- Theatrical release poster
- Directed by: B. Manivarman
- Written by: B. Manivarman
- Produced by: K. Subhashini K G Ratheesh
- Starring: Taman Akshaan; Malvi Malhotra;
- Cinematography: K G Ratheesh
- Edited by: S. Guru Suriya
- Music by: Sanjay Manickam
- Production companies: Amoham Studios; Whitelamp Pictures;
- Distributed by: Romeo Pictures
- Release date: 18 July 2025;
- Running time: 118 minutes
- Country: India
- Language: Tamil

= Jenma Natchathiram =

2025 Tamil supernatural horror film

Jenma Natchathiram is a 2025 Indian Tamil-language supernatural horror thriller film written and directed by B. Manivarman, starring Taman Akshaan, Malvi Malhotra, Maithreya, Raksha Cherin in the lead roles, alongside Sivam, Arun Karthi, Kaali Venkat, Munishkanth, Vela Ramamoorthy, Thalaivasal Vijay, Santhana Bharathi and Yasar in pivotal roles. The film is produced by K. Subhashini under Amoham Studios and Whitelamp Pictures banners. The film was released to negative reviews.

==Plot==
The plot revolves around four friends. They are a married aspiring director, his friend with his girlfriend, and the director's wife, who is constantly having satanic dreams.

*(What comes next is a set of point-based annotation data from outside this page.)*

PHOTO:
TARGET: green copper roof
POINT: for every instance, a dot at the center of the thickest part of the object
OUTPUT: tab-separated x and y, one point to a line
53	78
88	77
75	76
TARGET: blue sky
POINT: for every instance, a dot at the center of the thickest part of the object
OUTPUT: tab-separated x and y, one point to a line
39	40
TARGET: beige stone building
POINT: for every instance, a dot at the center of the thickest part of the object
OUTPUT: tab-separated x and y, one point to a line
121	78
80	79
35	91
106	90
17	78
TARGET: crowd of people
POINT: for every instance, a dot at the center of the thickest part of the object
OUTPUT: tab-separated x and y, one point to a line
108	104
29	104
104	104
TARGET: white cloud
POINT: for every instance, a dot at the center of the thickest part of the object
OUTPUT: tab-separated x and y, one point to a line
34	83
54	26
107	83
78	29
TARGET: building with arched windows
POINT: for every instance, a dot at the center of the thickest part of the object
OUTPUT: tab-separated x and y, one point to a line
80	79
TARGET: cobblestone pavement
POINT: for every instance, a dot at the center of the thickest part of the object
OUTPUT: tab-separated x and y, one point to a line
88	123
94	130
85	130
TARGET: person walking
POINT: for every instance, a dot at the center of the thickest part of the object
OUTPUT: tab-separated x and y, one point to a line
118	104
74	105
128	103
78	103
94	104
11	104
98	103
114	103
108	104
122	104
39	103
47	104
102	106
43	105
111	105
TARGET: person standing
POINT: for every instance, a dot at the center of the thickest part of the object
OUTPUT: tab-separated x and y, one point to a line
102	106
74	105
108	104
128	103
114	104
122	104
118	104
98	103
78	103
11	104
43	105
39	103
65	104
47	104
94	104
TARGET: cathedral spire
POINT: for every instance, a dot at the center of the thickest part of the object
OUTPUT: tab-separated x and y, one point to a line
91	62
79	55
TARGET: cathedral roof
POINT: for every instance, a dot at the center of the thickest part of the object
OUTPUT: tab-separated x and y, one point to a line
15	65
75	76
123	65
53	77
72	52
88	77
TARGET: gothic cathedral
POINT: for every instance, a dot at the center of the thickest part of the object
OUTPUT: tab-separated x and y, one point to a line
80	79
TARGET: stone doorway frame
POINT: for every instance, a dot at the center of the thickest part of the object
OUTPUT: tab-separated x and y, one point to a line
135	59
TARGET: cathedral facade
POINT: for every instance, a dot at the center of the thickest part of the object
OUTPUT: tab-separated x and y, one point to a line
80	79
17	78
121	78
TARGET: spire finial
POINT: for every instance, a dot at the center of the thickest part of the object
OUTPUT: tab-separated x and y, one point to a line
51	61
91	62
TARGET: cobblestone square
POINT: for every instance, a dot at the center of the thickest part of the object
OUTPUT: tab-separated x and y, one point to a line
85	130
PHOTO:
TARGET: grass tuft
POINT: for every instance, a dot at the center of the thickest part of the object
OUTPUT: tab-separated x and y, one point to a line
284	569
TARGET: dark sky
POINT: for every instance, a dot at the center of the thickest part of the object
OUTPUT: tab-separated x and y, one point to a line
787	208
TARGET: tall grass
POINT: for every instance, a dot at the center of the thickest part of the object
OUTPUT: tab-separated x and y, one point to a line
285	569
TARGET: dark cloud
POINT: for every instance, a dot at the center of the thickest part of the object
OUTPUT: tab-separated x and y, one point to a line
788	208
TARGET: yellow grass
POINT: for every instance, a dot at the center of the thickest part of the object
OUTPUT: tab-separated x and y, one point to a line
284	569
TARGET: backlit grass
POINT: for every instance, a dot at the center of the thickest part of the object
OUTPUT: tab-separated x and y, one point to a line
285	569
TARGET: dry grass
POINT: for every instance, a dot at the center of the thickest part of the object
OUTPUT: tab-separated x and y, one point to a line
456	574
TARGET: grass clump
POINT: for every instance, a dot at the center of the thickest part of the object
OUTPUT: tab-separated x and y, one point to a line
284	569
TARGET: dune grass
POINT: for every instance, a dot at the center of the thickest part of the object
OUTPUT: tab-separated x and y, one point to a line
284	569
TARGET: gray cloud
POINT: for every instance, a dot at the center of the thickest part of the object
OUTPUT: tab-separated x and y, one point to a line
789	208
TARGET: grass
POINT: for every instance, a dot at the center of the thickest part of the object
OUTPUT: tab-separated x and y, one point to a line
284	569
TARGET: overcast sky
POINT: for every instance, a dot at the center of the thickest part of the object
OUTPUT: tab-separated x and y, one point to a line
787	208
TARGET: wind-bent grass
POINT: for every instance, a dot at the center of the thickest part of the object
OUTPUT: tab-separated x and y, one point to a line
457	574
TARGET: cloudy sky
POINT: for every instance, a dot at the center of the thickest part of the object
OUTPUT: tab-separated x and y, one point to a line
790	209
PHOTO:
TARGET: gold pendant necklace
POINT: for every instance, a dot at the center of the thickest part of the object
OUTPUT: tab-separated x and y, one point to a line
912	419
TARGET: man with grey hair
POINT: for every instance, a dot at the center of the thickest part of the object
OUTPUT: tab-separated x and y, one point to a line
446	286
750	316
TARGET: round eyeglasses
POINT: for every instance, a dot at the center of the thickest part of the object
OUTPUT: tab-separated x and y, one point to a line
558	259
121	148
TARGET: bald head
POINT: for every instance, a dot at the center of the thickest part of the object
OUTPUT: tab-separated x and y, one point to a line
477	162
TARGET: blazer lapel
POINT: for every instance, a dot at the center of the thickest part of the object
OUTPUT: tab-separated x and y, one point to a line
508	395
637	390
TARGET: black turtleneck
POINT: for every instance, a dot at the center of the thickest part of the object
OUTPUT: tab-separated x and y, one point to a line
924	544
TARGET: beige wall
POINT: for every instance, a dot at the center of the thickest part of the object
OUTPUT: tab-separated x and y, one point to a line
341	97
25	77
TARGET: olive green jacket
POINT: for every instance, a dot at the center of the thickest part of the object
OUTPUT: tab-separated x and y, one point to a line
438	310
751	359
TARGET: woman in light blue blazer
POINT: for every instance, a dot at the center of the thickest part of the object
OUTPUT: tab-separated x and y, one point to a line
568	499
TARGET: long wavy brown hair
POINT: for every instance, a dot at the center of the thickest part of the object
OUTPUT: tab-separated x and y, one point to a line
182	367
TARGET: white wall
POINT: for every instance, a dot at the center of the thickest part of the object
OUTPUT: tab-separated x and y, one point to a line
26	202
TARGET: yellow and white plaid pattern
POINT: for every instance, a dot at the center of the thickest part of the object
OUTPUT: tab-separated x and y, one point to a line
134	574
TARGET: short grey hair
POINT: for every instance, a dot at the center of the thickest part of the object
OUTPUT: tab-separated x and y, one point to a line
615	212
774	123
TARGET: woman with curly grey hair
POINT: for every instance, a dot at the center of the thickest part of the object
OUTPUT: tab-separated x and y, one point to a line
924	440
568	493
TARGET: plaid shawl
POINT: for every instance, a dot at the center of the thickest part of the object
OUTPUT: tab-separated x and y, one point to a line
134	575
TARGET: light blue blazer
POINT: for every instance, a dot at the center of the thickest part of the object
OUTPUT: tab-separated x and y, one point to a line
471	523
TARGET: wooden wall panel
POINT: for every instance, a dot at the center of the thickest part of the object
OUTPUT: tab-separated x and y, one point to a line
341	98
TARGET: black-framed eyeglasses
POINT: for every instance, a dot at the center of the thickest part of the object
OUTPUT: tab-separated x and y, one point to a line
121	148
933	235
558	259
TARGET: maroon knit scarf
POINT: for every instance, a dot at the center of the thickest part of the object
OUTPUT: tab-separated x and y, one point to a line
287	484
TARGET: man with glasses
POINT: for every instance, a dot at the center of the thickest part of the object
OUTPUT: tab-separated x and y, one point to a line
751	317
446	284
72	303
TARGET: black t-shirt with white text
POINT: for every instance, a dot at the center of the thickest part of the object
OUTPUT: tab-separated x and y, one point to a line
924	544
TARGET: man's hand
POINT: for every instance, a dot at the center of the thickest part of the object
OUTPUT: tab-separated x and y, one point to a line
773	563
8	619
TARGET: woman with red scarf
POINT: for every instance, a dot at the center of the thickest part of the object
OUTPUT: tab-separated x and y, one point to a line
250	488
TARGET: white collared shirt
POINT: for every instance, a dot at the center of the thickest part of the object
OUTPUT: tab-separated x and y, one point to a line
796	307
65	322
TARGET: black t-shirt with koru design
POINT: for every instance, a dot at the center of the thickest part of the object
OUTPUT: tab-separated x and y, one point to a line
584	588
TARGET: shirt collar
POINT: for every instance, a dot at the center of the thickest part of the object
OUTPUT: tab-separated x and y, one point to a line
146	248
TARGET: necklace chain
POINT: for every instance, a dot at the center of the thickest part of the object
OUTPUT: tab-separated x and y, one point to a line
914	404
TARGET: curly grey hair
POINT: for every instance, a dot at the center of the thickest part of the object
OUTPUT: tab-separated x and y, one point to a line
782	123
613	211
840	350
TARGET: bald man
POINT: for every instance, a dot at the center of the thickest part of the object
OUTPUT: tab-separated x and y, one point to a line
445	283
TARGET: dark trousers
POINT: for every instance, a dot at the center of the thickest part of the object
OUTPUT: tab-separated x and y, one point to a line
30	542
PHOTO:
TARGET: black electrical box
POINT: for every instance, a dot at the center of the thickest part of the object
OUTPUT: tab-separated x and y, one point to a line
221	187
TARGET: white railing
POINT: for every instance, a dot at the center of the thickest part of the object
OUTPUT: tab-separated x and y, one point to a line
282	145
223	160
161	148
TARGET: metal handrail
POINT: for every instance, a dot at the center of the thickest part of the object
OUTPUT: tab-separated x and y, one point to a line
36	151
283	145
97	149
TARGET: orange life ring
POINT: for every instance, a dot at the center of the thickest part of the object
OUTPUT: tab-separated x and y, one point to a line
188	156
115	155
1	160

One day they find a dying man who stole money from a politician for his daughter's surgery.

== Production ==
After Oru Nodi (2024), director B. Manivarman was announced to reunite with Taman Akshaan in a supernatural horror thriller film, through a first-look poster in mid-May 2025. Malvi Malhotra made her Tamil debut through this film. The film is produced by K. Subhashini under Amoham Studios and Whitelamp Pictures banners, while the technical team consists of cinematographer KG, editor S. Guru Suriya, music composer Sanjay Manickam, art director SJ Ram and stunt choreographer Miracle Michael. The film's lead actor Thaman Kumar was rechristened as Taman Akshaan for the film.

== Music ==
The film had music composed by Sanjay Manickam.

== Release ==
Jenma Natchathiram released in theatres on 18 July 2025. The Tamil Nadu and worldwide theatrical rights were acquired by Romeo Pictures.

== Reception ==
Harshini SV of The Times of India gave 2/5 stars and wrote, "With Jenma Natchathiram, the film doesn’t just fumble the balance—it seems confused about what genres it even wants to play with." Akshay Kumar of Cinema Express gave 1/5 stars and wrote, "What makes the film irredeemable is that it fails to even provide the basic joys of this genre in pursuit of something lofty, and there's no luck on that front either."